2002年3月1日(金)

 ZEPP東京でインキュバス。新作の出来映えや話題性などから当然満杯かと思っていたが、フロアの後方には空白も目立つ。洋楽不況が叫ばれて久しいが、レコードのセールス大幅低下、各レコード会社の洋楽部門の縮小、洋楽系雑誌の相次ぐ休刊や部数大幅低下(返本率の増加がすごいんだそうだ)に続き、ここのところコンサートの動員もパッとしないようだ。ジャミロクワイなど、東京ドームから武道館にハコを変えても満員にならなかったらしい。誰と話しても景気のいい話題など皆無で、当然業界最末端に巣くう我々ライターのクビなど風前のトモシビです。いやほんと。

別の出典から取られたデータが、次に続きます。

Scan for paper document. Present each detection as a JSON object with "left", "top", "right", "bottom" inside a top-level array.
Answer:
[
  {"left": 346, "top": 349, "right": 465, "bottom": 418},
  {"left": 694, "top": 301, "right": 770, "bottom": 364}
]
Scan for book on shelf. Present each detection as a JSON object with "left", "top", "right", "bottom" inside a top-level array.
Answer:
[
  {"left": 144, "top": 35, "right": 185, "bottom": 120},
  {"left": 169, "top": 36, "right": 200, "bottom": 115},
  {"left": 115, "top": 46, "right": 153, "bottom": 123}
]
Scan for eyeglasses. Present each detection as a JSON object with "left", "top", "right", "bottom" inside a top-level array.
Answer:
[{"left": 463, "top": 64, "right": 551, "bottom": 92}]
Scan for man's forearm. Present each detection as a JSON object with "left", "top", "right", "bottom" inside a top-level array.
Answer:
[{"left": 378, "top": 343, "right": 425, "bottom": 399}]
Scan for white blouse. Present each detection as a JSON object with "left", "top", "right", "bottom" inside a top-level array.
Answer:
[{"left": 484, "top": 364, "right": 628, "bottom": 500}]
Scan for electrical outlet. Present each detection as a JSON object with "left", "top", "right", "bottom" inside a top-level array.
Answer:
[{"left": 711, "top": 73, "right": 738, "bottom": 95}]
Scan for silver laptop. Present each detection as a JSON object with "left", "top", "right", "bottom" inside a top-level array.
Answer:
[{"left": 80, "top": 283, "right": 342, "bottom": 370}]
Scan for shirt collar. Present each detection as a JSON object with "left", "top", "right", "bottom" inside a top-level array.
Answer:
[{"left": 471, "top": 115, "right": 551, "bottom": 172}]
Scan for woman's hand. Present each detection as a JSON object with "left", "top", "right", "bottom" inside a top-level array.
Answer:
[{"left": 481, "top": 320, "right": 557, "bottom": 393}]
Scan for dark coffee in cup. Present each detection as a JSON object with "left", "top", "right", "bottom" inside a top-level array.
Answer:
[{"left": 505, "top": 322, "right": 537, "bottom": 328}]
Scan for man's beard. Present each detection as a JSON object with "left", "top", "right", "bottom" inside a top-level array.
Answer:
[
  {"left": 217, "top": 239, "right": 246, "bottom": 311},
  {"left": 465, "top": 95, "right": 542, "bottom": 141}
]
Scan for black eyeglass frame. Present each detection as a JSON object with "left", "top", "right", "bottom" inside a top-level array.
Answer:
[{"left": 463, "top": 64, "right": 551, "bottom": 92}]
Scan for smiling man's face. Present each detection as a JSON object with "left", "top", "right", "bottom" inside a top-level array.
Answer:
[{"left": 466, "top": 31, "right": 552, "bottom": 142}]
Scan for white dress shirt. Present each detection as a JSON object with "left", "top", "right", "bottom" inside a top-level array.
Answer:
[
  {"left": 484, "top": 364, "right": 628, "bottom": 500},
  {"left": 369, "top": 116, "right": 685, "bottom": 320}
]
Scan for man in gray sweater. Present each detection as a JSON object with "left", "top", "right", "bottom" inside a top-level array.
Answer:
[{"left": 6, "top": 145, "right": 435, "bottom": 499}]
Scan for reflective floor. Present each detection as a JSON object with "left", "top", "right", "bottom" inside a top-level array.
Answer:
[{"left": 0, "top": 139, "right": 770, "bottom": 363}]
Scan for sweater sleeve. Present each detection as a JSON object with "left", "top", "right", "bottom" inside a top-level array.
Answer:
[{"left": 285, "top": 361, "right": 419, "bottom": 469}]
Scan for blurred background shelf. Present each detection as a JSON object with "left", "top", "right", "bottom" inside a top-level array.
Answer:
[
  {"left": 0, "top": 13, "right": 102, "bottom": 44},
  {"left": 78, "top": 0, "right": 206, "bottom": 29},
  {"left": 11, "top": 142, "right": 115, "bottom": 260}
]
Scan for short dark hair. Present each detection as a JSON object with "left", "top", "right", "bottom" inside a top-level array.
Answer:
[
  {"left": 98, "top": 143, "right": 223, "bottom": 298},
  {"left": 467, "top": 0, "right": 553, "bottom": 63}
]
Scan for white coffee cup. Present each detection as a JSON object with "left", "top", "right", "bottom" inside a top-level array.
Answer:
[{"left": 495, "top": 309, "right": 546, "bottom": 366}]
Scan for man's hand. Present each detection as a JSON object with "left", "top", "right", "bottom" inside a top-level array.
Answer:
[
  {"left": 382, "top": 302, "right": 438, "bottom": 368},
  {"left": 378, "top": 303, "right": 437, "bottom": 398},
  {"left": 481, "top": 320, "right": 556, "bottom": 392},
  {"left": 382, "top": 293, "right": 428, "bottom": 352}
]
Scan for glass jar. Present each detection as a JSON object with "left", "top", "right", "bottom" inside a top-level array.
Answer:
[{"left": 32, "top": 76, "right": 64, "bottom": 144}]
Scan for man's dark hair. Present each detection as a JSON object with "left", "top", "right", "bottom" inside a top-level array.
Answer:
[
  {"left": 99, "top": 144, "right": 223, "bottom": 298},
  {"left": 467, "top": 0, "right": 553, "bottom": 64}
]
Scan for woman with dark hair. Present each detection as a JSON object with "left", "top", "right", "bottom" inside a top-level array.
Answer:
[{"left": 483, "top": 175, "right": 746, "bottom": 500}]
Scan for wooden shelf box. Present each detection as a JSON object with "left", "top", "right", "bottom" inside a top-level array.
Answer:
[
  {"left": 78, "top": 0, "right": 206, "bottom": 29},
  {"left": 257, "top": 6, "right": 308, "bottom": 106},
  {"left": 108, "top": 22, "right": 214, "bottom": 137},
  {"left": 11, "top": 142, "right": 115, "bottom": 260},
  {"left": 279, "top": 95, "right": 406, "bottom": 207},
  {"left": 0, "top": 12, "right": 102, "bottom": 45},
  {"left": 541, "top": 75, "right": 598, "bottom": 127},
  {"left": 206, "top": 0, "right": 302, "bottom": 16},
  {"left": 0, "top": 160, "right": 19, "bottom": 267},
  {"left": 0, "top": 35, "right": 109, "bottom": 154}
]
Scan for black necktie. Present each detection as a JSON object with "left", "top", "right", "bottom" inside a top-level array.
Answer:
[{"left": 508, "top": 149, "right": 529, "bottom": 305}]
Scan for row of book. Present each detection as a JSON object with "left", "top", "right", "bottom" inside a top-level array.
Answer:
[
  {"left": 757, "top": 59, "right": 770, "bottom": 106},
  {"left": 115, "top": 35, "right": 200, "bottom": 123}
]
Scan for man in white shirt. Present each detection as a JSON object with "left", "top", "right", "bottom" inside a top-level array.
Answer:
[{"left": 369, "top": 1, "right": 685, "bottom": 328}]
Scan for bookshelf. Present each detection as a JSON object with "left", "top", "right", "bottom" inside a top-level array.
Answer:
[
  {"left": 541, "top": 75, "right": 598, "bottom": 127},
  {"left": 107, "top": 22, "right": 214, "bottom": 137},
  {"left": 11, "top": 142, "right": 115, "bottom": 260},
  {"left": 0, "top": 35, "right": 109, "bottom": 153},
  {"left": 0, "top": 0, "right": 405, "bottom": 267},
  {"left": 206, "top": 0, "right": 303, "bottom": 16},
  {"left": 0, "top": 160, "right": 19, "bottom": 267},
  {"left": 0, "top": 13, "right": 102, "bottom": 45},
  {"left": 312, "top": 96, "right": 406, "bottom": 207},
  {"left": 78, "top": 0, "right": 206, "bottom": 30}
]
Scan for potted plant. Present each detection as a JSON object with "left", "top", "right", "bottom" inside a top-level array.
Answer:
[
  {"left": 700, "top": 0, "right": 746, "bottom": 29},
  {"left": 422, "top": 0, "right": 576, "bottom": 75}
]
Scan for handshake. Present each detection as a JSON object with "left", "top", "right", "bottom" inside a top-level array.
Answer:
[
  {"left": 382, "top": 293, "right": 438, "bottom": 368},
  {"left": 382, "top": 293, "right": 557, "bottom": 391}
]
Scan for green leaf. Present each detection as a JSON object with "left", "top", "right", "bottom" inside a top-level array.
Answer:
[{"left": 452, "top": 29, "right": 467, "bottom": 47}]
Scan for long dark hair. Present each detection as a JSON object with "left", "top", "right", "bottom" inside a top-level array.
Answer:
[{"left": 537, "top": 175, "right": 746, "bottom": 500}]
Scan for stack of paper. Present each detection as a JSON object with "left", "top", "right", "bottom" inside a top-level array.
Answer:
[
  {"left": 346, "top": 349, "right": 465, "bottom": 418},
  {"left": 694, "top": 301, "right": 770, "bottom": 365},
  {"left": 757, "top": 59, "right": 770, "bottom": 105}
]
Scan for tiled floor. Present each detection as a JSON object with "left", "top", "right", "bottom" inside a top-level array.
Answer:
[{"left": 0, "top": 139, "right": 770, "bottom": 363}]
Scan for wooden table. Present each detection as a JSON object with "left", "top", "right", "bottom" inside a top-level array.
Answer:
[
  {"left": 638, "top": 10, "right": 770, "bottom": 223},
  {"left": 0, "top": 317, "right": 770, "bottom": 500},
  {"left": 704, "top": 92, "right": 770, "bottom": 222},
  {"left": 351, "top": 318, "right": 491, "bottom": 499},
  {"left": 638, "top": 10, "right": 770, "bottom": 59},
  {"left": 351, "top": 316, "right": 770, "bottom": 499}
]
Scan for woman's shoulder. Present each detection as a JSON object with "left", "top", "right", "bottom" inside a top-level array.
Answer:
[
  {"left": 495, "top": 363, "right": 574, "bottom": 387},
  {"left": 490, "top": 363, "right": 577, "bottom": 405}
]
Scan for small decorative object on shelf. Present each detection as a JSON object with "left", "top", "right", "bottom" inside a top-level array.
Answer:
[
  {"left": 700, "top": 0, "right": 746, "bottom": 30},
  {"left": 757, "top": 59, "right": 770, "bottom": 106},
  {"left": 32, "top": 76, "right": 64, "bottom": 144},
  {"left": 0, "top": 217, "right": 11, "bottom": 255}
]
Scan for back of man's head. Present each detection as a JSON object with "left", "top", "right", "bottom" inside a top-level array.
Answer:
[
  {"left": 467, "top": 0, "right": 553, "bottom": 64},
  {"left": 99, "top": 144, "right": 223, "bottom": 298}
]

 さてインキュバスである。ヴォーカリストの喉の不調で地方公演が中止になり、取材もキャンセルだというが、その割に頑張っていたと思う。美形ヴォーカリストは華があるし、演奏はしっかりしている。特にターンテーブルの使い方が抜群にうまい。まるでキーボード奏者がいるようなもので、バンドの個性となっている。まぁバンド自体、優等生的というか平均点的なのは否定できないんだけど、すごく健やかでまっとうな王道ロック(いい意味で)として、ぼくは楽しめた。さすがに喉の限界があったのか、アンコールでは声が出ておらず予定の3曲を1曲で切り上げていたが、大健闘のライヴだったと言っていいだろう。開演する前は熱気など皆無、なんだかシラーとした空気が漂っててこりゃダメかと思っていたが(だいたい客入れの音楽がマイブラで、それも蚊の鳴くような小音量で流してどうするんだよって感じ)、いざライヴが始まればちゃんとそれなりに盛り上がっていた。珍しく黄色い声も飛んでたし、気持ちのいいコンサートだったと思う。

 帰りは石井恵梨子と渋谷で飲み。電話で某誌編集長、別の某誌編集者を呼び出そうとするがことごとくフラれ、やむなくサシで。翌日取材なのではやく帰るつもりだったが結局深夜まであれこれと。ま、この2人が雁首揃えたら仕方ないか。今村健一さんたちとやるパーティーとは別に、パンク、ラウド系のパーティーでもやるかという話になる。さて、どうなることか。